By: Rep. Matt. Cartwright and Melinda Lewis
June 10, 2014
Graduation season is upon us, and as families across the nation gather to celebrate, too many young people will graduate with crushing amounts of student loan debt. This year's crop of graduates will carry an average of $26,500 in debt. They'll join the ranks of millions of other adults who collectively carry more than $1 trillion in student loans. This debt colors the lives of the country's young adults, forcing them to postpone purchasing homes, opening small businesses and starting families.
Despite the cost, a majority of high school graduates do enroll in some form of higher education. They are motivated by the prospect of significantly higher lifetime earnings and greater prosperity; indeed, our national success depends in large part on theirs. What can be done to reduce their debt load upon graduation?
We can enable parents to save and remove disincentives to saving. Research indicates that savings are an important protective factor with the power to shield students from high-dollar debt. On average, graduates with parents who put aside college savings have about $3,200 less student loan debt than those who did not.
Unfortunately, economic pressures have severely hampered the ability of families to save. One study found that only 49 percent of college graduates had parents who had saved for their college education. Other surveys indicate that of the parents who are saving for college, almost one-third had reduced their deposits in the previous year, reflecting the considerable challenges faced by American families today.
Moreover, the current vehicles for college savings are inadequate and not well-used; the Government Accountability Office found that only 3 percent of U.S. families utilize state 529 college savings plans or Coverdell plans, and that no more than 40 percent of even those who said saving for college is a priority are using such accounts.
Even if parents can't save enough to pay for college entirely, a small amount of savings can make a difference. If students have savings of only $500, they are three times more likely to enroll and four times more likely to graduate college. Conversely, there is little evidence to correlate loans to college completion, and the specter of high-dollar debt may deter disadvantaged students who are particularly loan-averse. In addition, dependence on student loans can have significant negative effects on post-college financial well-being, while early findings suggest that having savings from a young age may be associated with having more diversified asset portfolios in adulthood.
Congress must promote good public policy that enables all Americans to save for their children's education, especially low-income Americans. In recent years, children's savings accounts (CSAs) have gained in popularity. These accounts are seeded with an initial deposit and built by contributions from family, friends or the children themselves. In addition to these investments, we could further incentivize college savings through redeploying existing financial aid resources, with the potential for improved educational outcomes and, after college, a stronger foundation of financial security.

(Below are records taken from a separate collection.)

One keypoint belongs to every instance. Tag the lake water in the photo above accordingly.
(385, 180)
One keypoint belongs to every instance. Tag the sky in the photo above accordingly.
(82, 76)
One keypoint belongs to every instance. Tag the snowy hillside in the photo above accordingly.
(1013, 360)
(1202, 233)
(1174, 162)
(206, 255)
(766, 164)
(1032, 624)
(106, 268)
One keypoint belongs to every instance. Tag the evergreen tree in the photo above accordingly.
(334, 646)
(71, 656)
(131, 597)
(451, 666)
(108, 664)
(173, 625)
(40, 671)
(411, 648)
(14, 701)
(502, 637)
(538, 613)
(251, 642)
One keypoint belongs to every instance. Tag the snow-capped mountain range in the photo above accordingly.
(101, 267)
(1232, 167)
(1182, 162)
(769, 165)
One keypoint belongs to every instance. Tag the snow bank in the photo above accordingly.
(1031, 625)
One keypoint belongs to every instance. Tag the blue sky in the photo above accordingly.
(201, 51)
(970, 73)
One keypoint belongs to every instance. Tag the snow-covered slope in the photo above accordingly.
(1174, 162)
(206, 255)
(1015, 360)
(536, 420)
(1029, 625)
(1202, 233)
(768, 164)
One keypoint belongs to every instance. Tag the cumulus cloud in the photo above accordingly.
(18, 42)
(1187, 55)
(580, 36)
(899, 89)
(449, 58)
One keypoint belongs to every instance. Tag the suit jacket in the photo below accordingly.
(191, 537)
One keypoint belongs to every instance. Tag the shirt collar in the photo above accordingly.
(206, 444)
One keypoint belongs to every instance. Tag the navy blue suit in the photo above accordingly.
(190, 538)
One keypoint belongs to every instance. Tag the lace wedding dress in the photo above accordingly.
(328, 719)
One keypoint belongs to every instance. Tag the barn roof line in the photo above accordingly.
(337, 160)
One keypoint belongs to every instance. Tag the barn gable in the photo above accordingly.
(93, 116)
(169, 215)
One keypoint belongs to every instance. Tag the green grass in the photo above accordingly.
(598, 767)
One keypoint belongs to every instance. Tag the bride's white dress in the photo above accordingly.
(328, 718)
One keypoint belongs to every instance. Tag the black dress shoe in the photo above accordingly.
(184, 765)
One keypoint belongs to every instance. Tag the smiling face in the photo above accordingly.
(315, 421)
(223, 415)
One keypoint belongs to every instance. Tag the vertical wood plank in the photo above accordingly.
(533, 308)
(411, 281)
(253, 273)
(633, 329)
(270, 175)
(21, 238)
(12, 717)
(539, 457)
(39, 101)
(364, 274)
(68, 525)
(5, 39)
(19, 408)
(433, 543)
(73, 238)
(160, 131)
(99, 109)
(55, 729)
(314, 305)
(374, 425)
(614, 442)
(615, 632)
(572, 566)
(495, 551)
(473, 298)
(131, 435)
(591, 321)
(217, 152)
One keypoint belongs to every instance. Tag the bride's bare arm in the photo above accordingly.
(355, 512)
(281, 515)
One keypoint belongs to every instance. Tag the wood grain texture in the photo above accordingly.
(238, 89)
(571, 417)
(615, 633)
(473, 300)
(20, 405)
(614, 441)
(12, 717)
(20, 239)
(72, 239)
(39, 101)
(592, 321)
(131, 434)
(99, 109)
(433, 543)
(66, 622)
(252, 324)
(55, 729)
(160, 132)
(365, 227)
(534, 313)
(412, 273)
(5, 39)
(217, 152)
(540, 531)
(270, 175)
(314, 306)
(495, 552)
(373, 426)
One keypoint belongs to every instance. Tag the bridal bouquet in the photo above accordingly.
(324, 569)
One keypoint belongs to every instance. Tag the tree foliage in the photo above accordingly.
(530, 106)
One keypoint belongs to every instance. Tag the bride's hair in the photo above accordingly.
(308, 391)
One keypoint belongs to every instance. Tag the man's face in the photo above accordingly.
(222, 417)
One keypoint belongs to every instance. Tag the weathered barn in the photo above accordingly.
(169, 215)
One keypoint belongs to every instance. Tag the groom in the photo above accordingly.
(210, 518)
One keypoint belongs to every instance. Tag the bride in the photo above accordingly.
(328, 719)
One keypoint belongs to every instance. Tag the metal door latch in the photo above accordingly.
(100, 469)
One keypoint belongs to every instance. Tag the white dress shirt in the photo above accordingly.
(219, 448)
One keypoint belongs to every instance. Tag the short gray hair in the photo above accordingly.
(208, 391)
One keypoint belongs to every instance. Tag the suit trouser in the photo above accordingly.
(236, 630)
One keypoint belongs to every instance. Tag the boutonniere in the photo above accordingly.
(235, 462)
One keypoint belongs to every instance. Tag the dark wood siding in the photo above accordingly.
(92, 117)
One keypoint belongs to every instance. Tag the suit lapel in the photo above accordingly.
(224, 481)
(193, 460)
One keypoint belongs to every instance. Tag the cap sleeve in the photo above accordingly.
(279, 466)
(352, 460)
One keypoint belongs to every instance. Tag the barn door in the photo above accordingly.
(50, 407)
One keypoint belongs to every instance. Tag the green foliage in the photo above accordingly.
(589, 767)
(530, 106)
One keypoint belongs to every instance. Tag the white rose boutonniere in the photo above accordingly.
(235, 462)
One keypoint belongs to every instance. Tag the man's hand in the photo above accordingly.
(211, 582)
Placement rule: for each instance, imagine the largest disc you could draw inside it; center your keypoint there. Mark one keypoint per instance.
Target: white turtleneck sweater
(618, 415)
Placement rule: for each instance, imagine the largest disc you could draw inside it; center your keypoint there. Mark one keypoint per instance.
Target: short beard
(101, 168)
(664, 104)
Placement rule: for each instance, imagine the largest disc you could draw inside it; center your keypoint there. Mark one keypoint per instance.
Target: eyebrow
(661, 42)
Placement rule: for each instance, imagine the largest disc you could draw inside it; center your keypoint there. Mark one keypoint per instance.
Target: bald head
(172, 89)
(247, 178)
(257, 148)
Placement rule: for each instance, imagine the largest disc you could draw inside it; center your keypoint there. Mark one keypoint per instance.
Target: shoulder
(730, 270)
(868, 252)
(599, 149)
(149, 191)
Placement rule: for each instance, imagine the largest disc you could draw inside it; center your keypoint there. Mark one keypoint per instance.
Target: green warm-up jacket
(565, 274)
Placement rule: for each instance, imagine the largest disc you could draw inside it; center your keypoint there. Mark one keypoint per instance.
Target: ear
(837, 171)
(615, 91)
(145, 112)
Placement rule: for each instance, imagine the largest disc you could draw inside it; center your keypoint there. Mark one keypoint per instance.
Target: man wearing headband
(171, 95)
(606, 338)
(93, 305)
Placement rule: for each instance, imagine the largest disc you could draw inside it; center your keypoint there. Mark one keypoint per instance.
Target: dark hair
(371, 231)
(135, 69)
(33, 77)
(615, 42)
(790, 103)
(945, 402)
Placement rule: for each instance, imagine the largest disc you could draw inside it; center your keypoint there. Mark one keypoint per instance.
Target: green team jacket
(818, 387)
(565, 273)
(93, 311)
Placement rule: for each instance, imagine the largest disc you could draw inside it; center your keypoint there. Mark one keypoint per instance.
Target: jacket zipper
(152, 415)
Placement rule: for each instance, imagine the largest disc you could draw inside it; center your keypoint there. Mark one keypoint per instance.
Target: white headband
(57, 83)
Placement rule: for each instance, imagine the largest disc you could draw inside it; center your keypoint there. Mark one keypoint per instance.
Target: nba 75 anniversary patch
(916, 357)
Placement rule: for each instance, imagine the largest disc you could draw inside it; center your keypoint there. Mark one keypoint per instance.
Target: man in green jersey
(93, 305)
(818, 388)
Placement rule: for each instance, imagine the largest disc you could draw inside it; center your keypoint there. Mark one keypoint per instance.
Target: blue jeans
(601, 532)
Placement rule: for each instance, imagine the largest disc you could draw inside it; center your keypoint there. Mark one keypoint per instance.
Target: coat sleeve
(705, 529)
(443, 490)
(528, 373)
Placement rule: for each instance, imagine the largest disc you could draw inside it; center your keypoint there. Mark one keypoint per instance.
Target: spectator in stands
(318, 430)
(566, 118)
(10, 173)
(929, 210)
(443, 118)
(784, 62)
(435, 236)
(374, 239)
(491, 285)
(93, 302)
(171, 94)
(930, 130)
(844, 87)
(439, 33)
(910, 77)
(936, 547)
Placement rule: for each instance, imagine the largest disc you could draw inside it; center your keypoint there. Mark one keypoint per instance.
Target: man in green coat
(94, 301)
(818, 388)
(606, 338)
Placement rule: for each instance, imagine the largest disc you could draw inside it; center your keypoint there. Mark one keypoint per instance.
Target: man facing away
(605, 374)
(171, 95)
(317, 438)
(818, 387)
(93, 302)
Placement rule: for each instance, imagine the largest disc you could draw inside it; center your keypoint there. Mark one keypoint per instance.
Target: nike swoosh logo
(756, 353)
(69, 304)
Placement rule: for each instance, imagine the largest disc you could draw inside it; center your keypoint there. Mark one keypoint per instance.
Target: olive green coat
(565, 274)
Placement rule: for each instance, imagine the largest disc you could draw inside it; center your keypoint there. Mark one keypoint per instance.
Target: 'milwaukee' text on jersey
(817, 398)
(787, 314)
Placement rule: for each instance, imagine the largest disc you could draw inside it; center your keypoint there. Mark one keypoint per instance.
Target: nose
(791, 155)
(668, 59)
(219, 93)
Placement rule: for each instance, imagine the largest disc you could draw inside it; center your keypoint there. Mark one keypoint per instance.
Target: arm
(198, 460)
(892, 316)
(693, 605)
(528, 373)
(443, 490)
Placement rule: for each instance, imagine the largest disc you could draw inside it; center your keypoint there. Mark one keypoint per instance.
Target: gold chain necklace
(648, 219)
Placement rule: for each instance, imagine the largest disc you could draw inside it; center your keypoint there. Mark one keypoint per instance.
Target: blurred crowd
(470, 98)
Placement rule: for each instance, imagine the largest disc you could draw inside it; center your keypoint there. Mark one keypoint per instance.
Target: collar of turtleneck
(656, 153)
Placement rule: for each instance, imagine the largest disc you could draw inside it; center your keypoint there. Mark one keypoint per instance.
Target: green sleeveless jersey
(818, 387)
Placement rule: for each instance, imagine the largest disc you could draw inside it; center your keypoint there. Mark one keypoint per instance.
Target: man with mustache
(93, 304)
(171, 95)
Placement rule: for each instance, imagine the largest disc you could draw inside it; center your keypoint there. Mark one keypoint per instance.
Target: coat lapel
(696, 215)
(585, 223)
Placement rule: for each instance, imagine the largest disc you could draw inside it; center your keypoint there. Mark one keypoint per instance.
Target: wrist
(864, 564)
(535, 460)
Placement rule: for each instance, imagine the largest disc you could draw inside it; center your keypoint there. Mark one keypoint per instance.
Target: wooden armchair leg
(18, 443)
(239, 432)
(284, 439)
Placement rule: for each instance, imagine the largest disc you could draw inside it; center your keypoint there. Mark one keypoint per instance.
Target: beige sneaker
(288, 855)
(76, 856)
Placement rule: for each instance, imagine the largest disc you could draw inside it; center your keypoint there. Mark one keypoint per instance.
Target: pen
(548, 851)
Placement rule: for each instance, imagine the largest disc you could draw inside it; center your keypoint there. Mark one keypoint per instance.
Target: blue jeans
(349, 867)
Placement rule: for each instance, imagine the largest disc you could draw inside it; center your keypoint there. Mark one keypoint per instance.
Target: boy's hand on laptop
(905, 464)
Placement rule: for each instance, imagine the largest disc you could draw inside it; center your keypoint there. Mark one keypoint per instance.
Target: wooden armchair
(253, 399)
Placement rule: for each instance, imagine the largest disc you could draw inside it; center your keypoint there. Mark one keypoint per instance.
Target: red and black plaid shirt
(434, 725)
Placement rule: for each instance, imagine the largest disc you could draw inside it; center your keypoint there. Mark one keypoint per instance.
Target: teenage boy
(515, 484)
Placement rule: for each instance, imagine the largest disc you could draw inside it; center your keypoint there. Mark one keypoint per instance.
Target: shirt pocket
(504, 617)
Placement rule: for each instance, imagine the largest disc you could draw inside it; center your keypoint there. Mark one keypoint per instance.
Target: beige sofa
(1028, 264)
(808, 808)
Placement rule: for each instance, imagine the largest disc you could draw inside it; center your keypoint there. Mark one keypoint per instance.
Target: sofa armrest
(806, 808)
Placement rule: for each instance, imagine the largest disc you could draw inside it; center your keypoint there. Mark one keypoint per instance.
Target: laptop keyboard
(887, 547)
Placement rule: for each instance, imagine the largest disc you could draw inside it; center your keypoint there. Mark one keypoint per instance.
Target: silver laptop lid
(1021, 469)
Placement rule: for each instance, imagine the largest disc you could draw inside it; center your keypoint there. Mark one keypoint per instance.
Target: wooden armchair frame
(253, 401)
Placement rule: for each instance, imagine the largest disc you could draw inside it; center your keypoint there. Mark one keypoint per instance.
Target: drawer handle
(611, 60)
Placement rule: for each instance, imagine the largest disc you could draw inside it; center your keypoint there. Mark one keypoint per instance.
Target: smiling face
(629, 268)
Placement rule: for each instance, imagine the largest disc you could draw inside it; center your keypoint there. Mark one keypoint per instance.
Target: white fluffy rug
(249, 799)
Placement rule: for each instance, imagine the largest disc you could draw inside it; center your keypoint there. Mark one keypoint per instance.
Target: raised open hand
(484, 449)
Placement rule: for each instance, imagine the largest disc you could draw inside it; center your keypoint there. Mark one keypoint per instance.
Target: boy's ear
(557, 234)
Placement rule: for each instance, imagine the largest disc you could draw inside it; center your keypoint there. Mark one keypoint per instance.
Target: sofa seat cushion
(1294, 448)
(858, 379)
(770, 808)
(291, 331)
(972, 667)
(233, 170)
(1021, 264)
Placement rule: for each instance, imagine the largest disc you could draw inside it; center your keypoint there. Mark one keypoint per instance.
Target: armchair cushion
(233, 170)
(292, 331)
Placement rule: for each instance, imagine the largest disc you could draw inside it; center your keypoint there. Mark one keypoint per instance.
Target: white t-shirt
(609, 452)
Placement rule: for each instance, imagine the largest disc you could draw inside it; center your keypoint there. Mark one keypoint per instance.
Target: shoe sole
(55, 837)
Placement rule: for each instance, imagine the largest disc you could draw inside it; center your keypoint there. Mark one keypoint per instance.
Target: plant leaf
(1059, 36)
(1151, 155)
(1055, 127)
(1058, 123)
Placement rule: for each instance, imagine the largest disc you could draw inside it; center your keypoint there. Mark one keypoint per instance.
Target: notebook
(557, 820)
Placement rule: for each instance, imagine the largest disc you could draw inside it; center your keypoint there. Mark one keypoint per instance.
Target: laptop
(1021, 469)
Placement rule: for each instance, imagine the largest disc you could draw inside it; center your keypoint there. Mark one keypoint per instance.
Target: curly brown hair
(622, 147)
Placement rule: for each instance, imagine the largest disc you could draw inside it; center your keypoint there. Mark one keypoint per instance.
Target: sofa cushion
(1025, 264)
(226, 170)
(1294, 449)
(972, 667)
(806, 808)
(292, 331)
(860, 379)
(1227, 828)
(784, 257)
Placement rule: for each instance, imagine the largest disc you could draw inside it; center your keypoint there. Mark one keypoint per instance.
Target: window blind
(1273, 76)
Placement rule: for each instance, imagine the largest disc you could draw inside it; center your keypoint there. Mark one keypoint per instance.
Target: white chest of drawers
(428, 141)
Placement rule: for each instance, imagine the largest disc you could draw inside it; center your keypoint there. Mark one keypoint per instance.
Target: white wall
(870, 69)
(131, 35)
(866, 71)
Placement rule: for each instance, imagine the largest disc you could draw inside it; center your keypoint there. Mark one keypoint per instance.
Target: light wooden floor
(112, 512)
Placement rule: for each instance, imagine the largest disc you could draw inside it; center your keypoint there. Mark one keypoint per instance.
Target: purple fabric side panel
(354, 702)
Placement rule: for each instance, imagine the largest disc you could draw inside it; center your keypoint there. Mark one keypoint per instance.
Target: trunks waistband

Unfortunately, current policy often serves as a disincentive to savings. Today, savings balances often count against the asset limits in public benefits such as the Supplemental Nutritional Assistance Program (SNAP), commonly known as food stamps. These asset limits force families to choose between saving money for college and putting food on the table. For this reason, I (Rep. Cartwright) will introduce the Children's Savings Accounts Offer Parents Plenty Of Reasons To Understand and Invest in Tuition Yearly (CSA Opportunity) Act, which would right this wrong by exempting 529s and CSAs from asset limitations in common federal benefits.
College savings accounts alter the aspirations of children by sending a message that they should expect more from their own futures. They also help students to build their human capital without mortgaging their financial futures. When we force parents to choose between saving for college and keeping the lights on, we essentially punish financial responsibility. We should end this difficult decision for families and provide the opportunity for all families to save for their children's education.